The food emulsion composition in this embodiment preferably further contains component (A). The component (A) is as described in [1. Food composition and its production method], and therefore description thereof will be omitted.
The content of component (A) in the food emulsion composition is, from the viewpoint of imparting binding property and elasticity to the food, preferably 0.1% by mass or more, more preferably 0.2% by mass or more, even more preferably 0.5% by mass or more, even more preferably 1% by mass or more, and even more preferably 1.5% by mass or more, based on the entire food emulsion composition. From the same viewpoint, it is preferably 10% by mass or less, more preferably 8% by mass or less, even more preferably 5% by mass or less, even more preferably 3% by mass or less, and even more preferably 2% by mass or less.

The food emulsion composition of this embodiment may contain ingredients other than those mentioned above.
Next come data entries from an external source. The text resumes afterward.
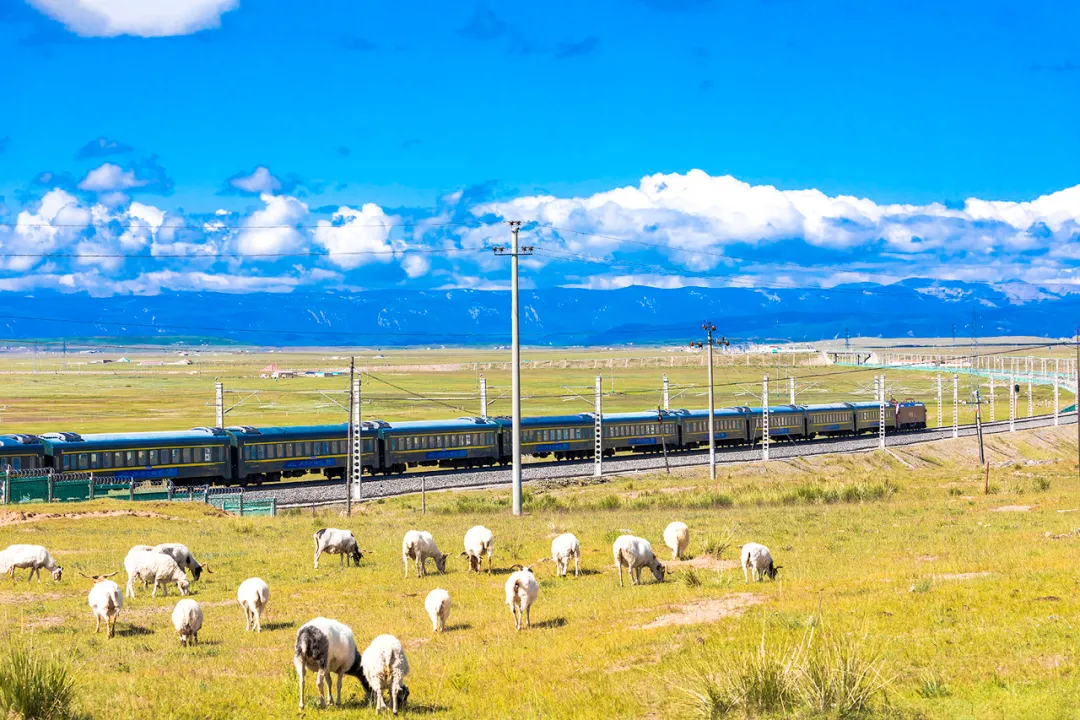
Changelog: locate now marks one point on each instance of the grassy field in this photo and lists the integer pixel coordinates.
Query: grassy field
(50, 392)
(894, 565)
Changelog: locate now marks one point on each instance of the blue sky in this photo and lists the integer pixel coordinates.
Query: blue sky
(671, 143)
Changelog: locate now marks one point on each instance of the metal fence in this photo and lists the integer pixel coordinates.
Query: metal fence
(44, 486)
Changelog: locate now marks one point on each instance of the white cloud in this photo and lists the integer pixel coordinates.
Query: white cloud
(109, 177)
(272, 230)
(260, 180)
(146, 18)
(354, 238)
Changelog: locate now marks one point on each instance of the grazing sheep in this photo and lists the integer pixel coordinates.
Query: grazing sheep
(34, 557)
(677, 538)
(385, 666)
(757, 559)
(106, 601)
(419, 545)
(323, 647)
(636, 553)
(437, 605)
(253, 596)
(522, 591)
(337, 542)
(183, 557)
(157, 568)
(480, 541)
(187, 620)
(562, 549)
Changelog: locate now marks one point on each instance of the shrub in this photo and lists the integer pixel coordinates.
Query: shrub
(34, 687)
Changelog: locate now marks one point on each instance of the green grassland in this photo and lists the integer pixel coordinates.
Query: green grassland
(51, 392)
(960, 605)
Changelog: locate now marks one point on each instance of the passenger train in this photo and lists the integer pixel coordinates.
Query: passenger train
(248, 454)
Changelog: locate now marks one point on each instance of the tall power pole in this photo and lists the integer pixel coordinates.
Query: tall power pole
(515, 358)
(710, 329)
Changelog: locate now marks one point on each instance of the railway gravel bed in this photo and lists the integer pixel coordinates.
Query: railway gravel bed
(301, 494)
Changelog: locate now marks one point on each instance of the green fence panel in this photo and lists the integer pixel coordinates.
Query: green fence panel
(28, 490)
(71, 491)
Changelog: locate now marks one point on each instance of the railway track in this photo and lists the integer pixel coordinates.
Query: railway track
(315, 492)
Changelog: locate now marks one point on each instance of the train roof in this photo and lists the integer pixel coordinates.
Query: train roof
(199, 434)
(456, 425)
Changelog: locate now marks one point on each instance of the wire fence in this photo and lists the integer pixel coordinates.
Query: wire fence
(44, 486)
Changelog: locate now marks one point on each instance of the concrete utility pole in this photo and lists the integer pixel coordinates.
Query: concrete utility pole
(515, 358)
(710, 329)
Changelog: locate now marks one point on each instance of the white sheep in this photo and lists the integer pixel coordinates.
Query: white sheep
(157, 568)
(677, 538)
(34, 557)
(636, 553)
(437, 605)
(106, 601)
(183, 557)
(480, 541)
(757, 559)
(253, 596)
(386, 666)
(337, 542)
(323, 647)
(419, 545)
(522, 591)
(187, 620)
(562, 549)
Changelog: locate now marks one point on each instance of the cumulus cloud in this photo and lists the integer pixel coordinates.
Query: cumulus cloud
(108, 177)
(146, 18)
(256, 182)
(353, 238)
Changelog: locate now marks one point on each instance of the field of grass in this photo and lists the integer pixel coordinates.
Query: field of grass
(50, 392)
(937, 600)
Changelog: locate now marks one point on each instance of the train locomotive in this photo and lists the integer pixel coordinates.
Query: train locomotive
(252, 456)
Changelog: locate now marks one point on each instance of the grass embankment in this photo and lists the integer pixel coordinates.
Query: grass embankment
(898, 572)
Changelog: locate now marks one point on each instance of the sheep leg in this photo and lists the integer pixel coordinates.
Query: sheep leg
(298, 664)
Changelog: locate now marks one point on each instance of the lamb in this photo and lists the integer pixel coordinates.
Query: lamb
(385, 666)
(34, 557)
(437, 605)
(636, 553)
(757, 559)
(677, 538)
(419, 545)
(337, 542)
(480, 541)
(326, 646)
(522, 591)
(187, 620)
(106, 601)
(562, 549)
(157, 568)
(183, 557)
(253, 596)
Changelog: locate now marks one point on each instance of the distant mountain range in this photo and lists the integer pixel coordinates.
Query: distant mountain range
(555, 316)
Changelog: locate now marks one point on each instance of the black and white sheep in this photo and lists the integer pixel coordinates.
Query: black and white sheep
(418, 545)
(34, 557)
(187, 620)
(756, 558)
(563, 548)
(153, 567)
(522, 591)
(337, 542)
(677, 538)
(253, 596)
(478, 542)
(106, 601)
(324, 647)
(636, 553)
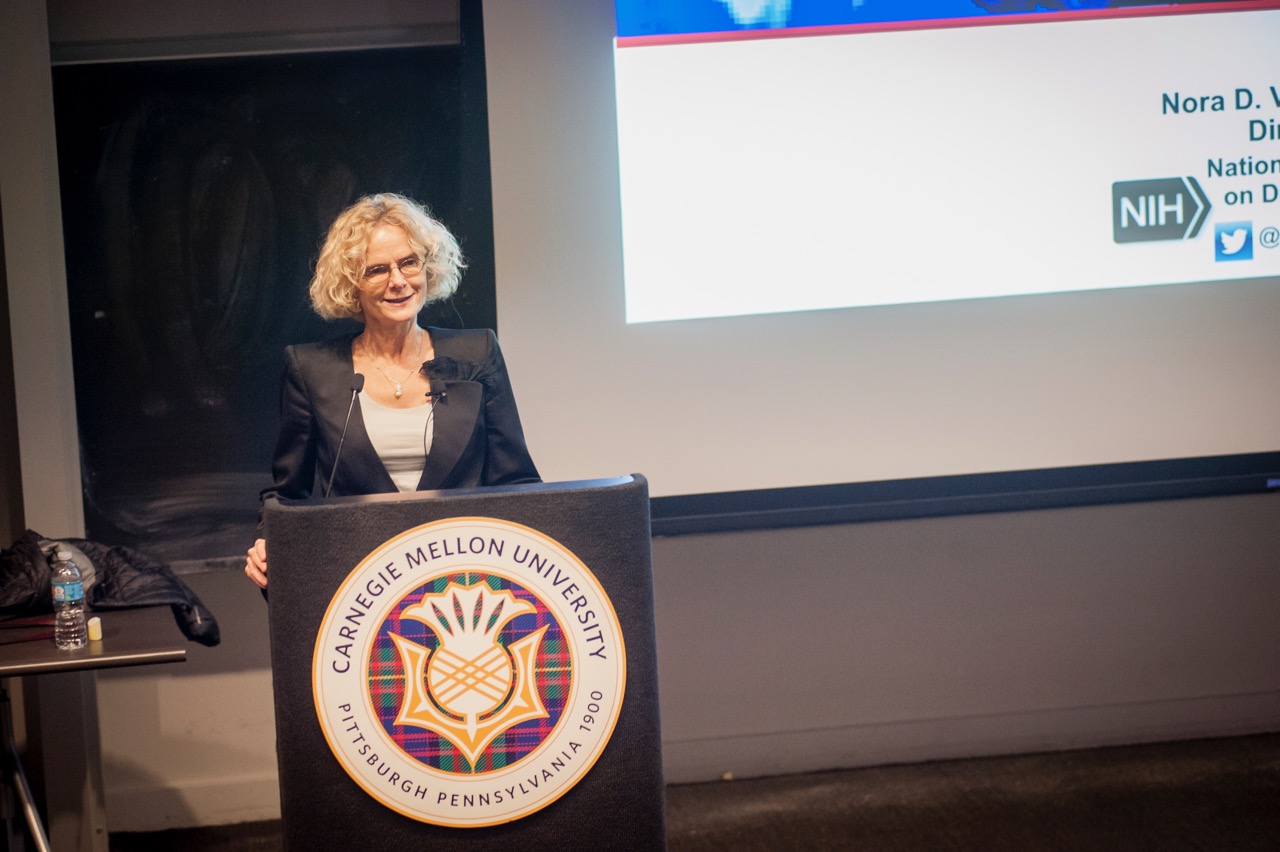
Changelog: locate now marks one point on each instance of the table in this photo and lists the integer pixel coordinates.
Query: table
(77, 818)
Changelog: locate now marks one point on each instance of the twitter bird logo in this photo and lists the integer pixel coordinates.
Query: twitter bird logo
(1233, 241)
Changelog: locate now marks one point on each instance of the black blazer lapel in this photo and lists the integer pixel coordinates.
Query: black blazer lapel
(455, 434)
Specific examples of such ingredients include salts such as magnesium salts, such as magnesium chloride and magnesium sulfate, potassium salts, such as potassium chloride, calcium salts, such as calcium chloride, calcium carbonate, and calcium sulfate, and sodium salts, such as sodium chloride (table salt); coagulants, such as glucono-delta-lactone; sugars, such as lactose; unprocessed starch; seasonings; colorants; emulsifiers, and the like.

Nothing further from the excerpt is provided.